This page last changed on Oct 11, 2007 by plaisant@cs.umd.edu.

NOTES: We tried to pick words we could use consistently in our discussions + in the interface + in the code and middleware calls, etc. The terms themselves may possibly be changed later on, but hopefully the "animals/concept" they represent are becoming stable.

  • MONK is a web environment with a MONK USER INTERFACE. text is available in COLLECTIONS of WORKS made of work PARTS. Users use TOOLS integrated in TOOLSETS. New toolsets can be created using a WORKBENCH.
  • COLLECTION: consists of a TABLE OF CONTENT which describes the hierarchical structure of its PARTS, and has METADATA (e.g. provenance, curator)

MM: Collection continues to be a difficult word for me. Let us assume that a given MONK environment consists of a number of works. A work is something whose integrity is established by some combination of authorial and editorial decisions. 'Dubliners' and 'The Man with a Blue Guitar' are works in the sense that they were published as single books. 'The Dead' is not a work in that sense, but is part of a work. These distinctions have more to do with history or conventions than with logic. But there they are.

Some works are parts of collection that are recognized bibliographical entities of one kind or another. 'Great Expectations' enters MONK as part of NCF; 'Moby Dick' enters it as part of the Wright Archive. Some properties of the digital encoding can be inferred from the membership of a given text in a particular collection of that sort.

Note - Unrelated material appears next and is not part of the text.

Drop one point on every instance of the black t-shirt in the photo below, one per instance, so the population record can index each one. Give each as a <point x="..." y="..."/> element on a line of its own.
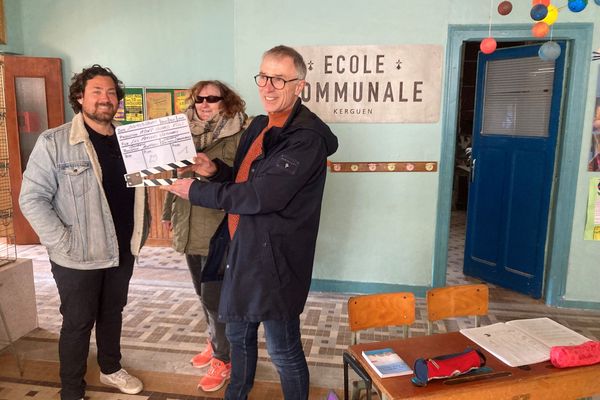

Some works in MONK are not part of collections in that sense. Stein's Making of Americans is not a collection, but a single work. The poems and letters of Emily Dickinson are distinct works (or are they parts of a single bibliographical entity, "The Works of Emily Dickinson?"). But they are not a collection in the sense of TCP or NCF.

We may be better off thinking in terms of a library. When I go to a library, I don't approach items as parts of a collection except in the trivial sense that all the items are part of the collection that is the library as a whole. I look for individual items in the library catalogue. Some of these items may be part of a collection (Rare Books, Music, Transportation), but that is incidental to my search.

To the extent that MONK is like a library it has a catalog, and from that catalog I choose items to work with, that is to say, a work set or "My Collection," a completely arbitrary construction of a set of items for a particular project. I think that MOA and Dickinson in the nora project are collections in that sense: project specific work sets.

My hunch is that users will have an easier with MONK if work at the bibliographical level works like it does in a library. The primary object is the bibliographical record for an individual item: Moby Dick. Whether this is part of Wright or the Library of the Americas is secondary (though it certainly should be there in the bibliographical record.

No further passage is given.